Creación

La dama del río

El Cuento Semanal es en esta ocasión obra de Jorge González Aranguren.

La dama del río

/por Jorge González Aranguren/

A Patán, mi perro.

Aquel hombre hablaba poco pero sabía escuchar. Escuchar es muy importante. A los hombres inteligentes se los conoce porque están atentos a las palabras de los otros, a las ideas e imágenes de quienes hablan con ellos. Este hombre hablaba poco, pues sabía lo peligroso que era parlotear a tontas y a locas sin haber meditado antes lo que se va a decir. Aquel hombre era aún joven, aunque se le advertían en el pelo y en el bigote algunas canas muy finas, hebras o hilos, señal evidente de que lo años no pasan en balde. Simón —el nombre de pila— no parecía un comerciante, un empleado o un maestro; su figura iba en consonancia con su afición: la pesca. Aparecía al amanecer, por la tarde o ya entrada la noche, con su caña y la cesta de mimbre, apoyado en el muro de piedra que bordeaba el río.

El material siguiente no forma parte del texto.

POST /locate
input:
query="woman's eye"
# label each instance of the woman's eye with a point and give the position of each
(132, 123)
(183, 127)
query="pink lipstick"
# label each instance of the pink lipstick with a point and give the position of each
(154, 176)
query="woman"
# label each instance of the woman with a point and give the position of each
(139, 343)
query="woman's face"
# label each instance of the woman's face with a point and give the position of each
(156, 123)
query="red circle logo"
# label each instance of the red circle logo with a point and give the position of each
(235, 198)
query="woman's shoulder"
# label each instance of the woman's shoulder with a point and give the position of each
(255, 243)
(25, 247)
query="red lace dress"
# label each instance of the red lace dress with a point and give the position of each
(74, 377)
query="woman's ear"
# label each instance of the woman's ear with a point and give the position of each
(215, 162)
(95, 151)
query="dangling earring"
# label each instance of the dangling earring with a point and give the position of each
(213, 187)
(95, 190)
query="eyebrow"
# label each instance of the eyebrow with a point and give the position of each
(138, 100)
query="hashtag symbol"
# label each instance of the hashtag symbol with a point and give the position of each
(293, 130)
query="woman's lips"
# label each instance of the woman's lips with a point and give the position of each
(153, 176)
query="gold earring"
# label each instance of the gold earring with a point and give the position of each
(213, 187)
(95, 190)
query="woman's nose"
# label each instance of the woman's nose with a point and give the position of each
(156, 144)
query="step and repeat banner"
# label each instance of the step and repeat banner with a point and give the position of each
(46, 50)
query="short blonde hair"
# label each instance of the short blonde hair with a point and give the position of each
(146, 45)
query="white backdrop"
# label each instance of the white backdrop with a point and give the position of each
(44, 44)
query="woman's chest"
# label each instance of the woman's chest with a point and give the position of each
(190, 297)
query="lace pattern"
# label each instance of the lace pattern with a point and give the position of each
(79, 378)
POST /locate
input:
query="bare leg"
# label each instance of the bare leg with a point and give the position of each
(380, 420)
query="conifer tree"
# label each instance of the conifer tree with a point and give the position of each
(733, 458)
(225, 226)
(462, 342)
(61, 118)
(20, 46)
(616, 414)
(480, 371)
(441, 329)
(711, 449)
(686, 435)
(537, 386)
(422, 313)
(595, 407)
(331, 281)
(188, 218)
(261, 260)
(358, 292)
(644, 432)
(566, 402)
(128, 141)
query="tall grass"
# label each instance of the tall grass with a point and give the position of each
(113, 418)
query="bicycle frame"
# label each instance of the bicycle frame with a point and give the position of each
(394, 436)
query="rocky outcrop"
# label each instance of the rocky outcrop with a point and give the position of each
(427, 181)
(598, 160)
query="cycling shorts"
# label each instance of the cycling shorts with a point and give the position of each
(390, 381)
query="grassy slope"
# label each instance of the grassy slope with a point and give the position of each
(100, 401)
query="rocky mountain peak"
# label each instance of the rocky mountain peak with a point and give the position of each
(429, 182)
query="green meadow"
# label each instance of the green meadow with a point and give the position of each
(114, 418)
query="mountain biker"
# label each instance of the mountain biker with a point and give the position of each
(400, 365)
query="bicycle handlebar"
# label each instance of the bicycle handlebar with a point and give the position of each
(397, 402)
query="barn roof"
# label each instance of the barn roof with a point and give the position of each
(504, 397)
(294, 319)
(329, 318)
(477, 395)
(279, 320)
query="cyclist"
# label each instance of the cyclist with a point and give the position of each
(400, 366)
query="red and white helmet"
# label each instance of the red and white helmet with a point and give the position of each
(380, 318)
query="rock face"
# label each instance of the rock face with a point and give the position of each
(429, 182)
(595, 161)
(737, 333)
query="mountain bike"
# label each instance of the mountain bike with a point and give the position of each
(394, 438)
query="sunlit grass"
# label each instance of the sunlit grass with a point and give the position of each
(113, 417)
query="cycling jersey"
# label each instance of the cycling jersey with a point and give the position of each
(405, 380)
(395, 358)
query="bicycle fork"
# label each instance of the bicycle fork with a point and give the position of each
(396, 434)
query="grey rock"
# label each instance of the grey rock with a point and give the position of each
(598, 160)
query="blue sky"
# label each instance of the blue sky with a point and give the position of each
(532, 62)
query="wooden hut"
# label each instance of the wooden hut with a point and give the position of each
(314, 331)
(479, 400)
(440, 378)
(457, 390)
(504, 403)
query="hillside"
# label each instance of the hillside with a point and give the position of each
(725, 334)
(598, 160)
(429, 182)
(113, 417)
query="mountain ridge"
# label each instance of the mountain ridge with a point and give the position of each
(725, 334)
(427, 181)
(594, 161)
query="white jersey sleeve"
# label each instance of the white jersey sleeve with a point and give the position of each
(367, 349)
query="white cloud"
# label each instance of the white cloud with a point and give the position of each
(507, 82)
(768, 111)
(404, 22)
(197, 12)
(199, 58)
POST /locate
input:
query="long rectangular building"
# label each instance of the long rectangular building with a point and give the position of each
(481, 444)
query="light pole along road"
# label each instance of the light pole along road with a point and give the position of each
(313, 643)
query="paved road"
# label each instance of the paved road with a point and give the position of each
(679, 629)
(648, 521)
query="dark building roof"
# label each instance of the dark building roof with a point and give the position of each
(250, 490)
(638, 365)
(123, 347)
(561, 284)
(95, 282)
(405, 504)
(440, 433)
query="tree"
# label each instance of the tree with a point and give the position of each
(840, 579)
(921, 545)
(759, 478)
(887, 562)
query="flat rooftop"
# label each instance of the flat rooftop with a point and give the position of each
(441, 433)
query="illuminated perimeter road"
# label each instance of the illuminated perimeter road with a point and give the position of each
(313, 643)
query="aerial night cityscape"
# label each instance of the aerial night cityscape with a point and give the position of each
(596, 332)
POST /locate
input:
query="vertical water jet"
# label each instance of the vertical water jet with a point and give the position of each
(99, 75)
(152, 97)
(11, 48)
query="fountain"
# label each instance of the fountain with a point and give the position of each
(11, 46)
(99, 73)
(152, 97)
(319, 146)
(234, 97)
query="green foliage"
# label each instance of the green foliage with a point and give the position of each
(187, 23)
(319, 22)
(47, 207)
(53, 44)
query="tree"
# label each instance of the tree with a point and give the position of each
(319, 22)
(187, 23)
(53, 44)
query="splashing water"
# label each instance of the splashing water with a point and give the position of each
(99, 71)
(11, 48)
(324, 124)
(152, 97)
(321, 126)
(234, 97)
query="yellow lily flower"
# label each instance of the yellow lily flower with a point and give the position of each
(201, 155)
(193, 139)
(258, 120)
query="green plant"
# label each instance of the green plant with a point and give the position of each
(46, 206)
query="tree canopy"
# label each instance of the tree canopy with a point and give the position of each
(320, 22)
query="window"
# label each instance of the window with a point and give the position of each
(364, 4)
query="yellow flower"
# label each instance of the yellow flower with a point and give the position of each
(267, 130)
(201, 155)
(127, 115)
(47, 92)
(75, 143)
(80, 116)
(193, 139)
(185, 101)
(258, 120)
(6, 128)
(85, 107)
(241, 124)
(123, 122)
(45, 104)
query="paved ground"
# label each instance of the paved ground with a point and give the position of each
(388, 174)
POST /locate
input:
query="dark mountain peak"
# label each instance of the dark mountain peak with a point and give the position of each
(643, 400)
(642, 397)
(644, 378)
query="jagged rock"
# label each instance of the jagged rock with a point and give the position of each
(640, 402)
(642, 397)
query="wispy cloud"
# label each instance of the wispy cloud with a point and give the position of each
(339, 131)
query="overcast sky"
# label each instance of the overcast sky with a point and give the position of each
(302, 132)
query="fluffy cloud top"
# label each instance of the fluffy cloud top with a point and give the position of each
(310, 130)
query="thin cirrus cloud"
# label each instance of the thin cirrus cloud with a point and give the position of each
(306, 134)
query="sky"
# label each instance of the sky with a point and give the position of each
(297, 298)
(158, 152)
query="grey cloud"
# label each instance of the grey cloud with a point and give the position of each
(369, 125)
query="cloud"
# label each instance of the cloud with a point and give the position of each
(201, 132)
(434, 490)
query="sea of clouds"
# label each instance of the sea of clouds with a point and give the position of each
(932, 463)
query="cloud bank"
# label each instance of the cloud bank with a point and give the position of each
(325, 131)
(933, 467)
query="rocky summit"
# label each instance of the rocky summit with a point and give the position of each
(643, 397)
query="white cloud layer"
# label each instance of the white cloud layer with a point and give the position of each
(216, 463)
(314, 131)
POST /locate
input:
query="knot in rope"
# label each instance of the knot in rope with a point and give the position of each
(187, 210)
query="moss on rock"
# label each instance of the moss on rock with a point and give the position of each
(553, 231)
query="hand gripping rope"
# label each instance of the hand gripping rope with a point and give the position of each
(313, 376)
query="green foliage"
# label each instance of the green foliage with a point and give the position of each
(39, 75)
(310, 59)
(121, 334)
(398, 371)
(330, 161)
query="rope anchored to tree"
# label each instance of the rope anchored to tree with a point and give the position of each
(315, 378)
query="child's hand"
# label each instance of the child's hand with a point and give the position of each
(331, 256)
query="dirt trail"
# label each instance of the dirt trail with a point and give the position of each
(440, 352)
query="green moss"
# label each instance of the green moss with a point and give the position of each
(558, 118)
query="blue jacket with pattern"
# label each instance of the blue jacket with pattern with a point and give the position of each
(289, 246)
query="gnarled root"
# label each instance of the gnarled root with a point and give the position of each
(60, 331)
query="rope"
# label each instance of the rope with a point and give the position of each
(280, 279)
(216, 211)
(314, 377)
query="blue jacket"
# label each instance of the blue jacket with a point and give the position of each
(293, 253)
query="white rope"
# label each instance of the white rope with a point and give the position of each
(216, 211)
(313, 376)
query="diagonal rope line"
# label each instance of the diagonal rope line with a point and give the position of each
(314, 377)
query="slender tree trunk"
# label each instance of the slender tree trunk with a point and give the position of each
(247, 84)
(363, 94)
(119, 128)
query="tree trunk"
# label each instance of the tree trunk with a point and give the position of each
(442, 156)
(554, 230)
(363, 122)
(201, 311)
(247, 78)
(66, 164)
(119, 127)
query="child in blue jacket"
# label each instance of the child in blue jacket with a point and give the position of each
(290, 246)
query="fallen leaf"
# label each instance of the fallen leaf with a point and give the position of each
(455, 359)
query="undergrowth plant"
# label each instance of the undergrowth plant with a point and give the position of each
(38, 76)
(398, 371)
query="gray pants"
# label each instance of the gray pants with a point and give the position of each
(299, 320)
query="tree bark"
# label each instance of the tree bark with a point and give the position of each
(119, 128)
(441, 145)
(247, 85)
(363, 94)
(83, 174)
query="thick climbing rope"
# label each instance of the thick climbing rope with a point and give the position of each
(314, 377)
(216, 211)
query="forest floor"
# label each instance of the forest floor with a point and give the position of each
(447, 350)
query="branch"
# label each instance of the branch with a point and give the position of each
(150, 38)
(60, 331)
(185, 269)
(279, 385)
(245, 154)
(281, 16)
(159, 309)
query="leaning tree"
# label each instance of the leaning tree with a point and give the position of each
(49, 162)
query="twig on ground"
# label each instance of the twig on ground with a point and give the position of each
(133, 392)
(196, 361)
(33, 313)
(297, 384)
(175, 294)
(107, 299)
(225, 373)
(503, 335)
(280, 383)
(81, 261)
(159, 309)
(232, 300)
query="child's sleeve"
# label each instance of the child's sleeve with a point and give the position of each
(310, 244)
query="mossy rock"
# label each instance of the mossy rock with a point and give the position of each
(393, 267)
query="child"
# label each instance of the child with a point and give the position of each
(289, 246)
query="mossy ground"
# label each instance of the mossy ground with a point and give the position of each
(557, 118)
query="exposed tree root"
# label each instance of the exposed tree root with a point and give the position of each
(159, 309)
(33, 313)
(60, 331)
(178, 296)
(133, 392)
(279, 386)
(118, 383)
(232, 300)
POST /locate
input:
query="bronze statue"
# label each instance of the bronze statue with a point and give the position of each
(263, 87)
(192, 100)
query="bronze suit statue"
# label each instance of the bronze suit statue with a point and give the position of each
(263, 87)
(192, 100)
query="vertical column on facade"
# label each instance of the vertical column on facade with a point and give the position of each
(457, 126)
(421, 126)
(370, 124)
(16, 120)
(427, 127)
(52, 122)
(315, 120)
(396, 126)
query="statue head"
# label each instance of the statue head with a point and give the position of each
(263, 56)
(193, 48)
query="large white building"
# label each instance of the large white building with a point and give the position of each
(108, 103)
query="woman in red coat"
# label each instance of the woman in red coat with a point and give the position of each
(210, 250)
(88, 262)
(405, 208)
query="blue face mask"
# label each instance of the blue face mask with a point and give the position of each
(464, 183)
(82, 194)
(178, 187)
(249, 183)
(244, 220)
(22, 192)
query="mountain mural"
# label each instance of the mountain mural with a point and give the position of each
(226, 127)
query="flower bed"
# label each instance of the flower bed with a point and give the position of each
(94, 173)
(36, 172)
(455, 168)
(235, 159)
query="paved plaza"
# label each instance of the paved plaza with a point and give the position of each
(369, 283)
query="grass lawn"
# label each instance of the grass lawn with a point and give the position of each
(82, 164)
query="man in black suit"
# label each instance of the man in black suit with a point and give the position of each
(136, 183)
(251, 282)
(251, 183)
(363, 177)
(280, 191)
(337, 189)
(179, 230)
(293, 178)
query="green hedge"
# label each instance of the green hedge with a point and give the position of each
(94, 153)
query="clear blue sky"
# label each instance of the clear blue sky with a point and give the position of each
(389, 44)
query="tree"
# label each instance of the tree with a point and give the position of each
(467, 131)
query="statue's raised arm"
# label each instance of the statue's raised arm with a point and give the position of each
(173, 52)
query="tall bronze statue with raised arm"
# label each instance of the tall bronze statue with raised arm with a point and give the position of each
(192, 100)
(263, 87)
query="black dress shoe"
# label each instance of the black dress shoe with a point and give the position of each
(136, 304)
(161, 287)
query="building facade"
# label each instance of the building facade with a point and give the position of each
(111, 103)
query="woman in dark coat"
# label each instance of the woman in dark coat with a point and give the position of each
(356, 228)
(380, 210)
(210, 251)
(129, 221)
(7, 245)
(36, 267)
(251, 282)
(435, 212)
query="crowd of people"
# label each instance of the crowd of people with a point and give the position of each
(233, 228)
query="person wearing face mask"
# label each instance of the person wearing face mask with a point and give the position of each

¡Su río! Simón lo conocía como sus propios brazos, lo notaba dentro de sí. Y sabía que el río no sólo era una parte de la naturaleza, sin más, sino algo cuya vida se asemejaba a la de los hombres.

Simón entendió pronto el carácter del río, o sea: sus gustos y caprichos. Podía estar de buen humor, portarse con decencia o ser grosero, atrabiliario y generoso, exhibir trucos, mostrarse amable con él —con Simón— o llevarle la contraria.

De cualquier forma, la vida de aquel hombre y la del río iban pasando con suavidad y lentitud, como la misma corriente.

Simón era propietario de un perro; se llamaba Patán. Los dos, hombre y perro, solían ir a pescar juntos. Patán tenía este nombre en memoria de un chucho que salía en los dibujos de la tele y resultaba muy simpático por su manera de reírse. Lo hacía poniendo larga la boca, los dientes apretaditos. El perro de la tele se reía con la letra i. ¡Iiiiiiiiiii! hacía Patán, el de carne y hueso; reía con los ojos. Bastaba con mirar aquellos ojitos pardos para conocer si Patán era feliz. Y esto sucedía —la felicidad— cuando Simón lo llevaba con él a pescar al río.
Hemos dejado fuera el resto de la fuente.